Advertentie

‘Geen Randstaddenken in Den Haag’

Gemeenten moeten bij hun lobby in Den Haag in oplossingen denken, de Haagse problematiek meewegen en weten hoe de hazen er lopen. Die tips destilleerden auteurs Jur de Haan en Erik van Venetië uit gesprekken met topambtenaren en Kamerleden voor hun boek Door Haagse Ogen.

03 februari 2018

Gemeenten moeten bij hun lobby in Den Haag weten hoe de hazen daar lopen, in oplossingen denken en de Haagse problematiek meewegen. Die tips destilleerden auteurs Jur de Haan en Erik van Venetië uit gesprekken met topambtenaren en Kamerleden voor hun boek Door Haagse Ogen.

In 2014 brachten jullie het boek De Lobbyende Gemeente uit. Is gemeentelijk lobbyen sindsdien verbeterd?

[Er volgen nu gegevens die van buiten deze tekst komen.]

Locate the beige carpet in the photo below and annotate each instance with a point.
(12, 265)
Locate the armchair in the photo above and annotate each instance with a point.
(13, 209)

De Haan: ‘Het verschil met toen is dat veel meer gemeenten zich realiseren dat ze over hun relatie met Den Haag moeten nadenken en daar stappen in moeten zetten. Dat doen ze soms door een lobbyist af te vaardigen en soms door een werkbezoek met het hele college af te leggen om te kijken hoe ze in Den Haag liggen. Ik heb het idee dat steeds meer gemeenten dat doen en beter hun belangen behartigen.’

Waar ergeren ze zich in Den Haag zo aan dat ze toch met deze lobbyadviezen komen?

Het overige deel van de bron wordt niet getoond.